Maybe I'm more forgiving than some of the commenters because I've been there, although not in the Supreme Court venue. My big fault is that I talk too fast in oral arguments. By the time argument commences and the "May it please the Court" business is out of the way, I usually am so ready to go that mentally I just want to get it all out there. So between that and the usual nerves that come with oral argument, I become a fast-talker. Maybe not this fast, but it sure feels that way. And it's by no means my only oral argument peccadillo. I use the crutch of notes, too, although I do not read except for when I must quote something. I end up not using the notes most of the time, but it feels good having them there, just in case I vapor lock.
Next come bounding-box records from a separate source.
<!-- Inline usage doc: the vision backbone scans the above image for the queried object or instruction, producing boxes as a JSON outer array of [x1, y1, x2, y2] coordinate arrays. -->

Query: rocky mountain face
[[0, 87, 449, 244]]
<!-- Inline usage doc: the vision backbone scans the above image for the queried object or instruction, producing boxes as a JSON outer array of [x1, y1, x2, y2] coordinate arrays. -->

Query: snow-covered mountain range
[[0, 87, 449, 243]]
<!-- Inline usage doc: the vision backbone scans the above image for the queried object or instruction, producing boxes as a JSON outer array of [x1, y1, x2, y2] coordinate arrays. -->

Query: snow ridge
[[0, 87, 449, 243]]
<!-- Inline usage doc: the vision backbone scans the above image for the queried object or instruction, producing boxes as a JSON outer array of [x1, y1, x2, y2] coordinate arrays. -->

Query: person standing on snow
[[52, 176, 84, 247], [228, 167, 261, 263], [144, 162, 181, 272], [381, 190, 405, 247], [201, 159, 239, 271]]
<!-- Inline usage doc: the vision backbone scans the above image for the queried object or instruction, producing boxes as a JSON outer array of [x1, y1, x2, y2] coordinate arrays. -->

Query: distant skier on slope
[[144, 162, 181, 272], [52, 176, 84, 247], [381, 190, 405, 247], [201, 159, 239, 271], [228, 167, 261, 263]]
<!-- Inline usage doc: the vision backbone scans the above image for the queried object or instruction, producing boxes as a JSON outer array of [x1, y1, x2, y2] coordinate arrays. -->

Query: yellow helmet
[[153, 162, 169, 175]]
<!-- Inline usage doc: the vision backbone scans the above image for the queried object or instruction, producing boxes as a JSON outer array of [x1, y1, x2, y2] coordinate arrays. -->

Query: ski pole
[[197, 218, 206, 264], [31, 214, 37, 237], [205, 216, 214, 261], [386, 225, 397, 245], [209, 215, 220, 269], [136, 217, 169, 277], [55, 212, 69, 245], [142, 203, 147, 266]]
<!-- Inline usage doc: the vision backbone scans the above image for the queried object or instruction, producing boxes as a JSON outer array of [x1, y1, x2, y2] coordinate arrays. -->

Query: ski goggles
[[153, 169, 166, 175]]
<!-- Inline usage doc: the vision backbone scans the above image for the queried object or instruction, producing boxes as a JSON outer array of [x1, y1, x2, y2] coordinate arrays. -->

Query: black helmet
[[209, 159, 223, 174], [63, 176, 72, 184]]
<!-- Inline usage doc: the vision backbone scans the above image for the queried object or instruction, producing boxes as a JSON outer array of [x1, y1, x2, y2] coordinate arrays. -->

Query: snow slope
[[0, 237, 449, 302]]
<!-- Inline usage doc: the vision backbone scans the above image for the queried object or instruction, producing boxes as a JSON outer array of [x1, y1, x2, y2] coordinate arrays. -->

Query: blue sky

And although most lawyers have their own oral argument faults, we work on them. We moot arguments. We talk to ourselves in the courthouse restroom, to remind ourselves (in my case) to slow down. We try and eliminte the "you knows" and "uhhhs." But sometimes you still fall back.
So I have tried to take a few lessons from this. First, try not to read. This is the big leagues, and there's no crying in baseball. Message received loud and clear, Justice Scalia. Second, Justice Breyer seems like a nice fellow. While I don't often agree with his rulings in the takings arena, after this argument, I believe that he's a kinder person than I thought he was before. I don't know if that's helpful to advocates or even relevant to the business of judging, but it seems like it would make him a better judge than someone who is not kind, or courteous. Finally, the peanut gallery is pretty harsh. Statistically speaking, most of us lawyers never have -- and never will -- stand at the Supreme Court lectern and argue a case. But that doesn't prevent the armchair quarterbacks from piling-on and giving a first-time advocate hell in the comment section, and adding to what already was undoubtedly a difficult moment.
Time will tell of course, and should the Supreme Court rule in the petitioner's favor (as we believe it should), counsel will have the last laugh. For in the end, it's not the advocate's performance that matters, it's whether they win the case. And in that arena, we think Mr. Lechner's argument, after he settled down, was just fine.